For years, Catholic schools across the country have been struggling with declining enrollment.
From the peak in the 1960s at 5.2 million students in Catholic schools, about 1.9 million now attend. But the National Catholic Educational Association, or NCEA, maintains that a Catholic education is as important in today’s world as it was in the 1960s.
“Catholic education addresses the whole person,” said NCEA President Brother Robert Bimonte. “We’re not only a school that’s teaching facts, but we’re forming the whole person: body, mind and spirit.”
This week nearly 6,000 people are meeting at the David L. Lawrence Convention Center in downtown Pittsburgh.
“We have Catholic educators from elementary and secondary schools, universities, seminaries, diocesan offices, parish catechetical programs all coming together for an amazing professional development opportunity,” Bimonte said.

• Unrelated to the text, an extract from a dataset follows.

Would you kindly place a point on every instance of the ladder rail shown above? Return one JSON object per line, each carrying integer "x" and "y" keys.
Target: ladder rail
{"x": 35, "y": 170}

This year marks the 110th anniversary of the NCEA, and though smaller groups have met in Pittsburgh in the past, this is the first time the largest private-education association gathering has come to the city. The week will include more than 300 development sessions, daily liturgy, and an exhibition hall.
The NCEA reports that between the 2004 and 2014 school years 1,856 Catholic schools were reported closed or consolidated across the U.S. and enrollment has declined by 22.7 percent. Still, Bimonte said there are some areas where Catholic schools are thriving.
“In the South and in the West we’re opening schools,” he said. “We opened 43 new schools just this last year, many of our schools have waiting lists. Catholic education is alive and well, there’s no question about that.”
But in other parts of the country there are too many buildings and not enough students to fill them. Bimonte said such situations are handled by each individual diocese as they deem appropriate.
Speakers at this year’s conference include Cardinal Donald Wuerl, Archbishop of Washington and author of "The Teaching of Christ" and "The Catholic Way." The conference runs through Thursday.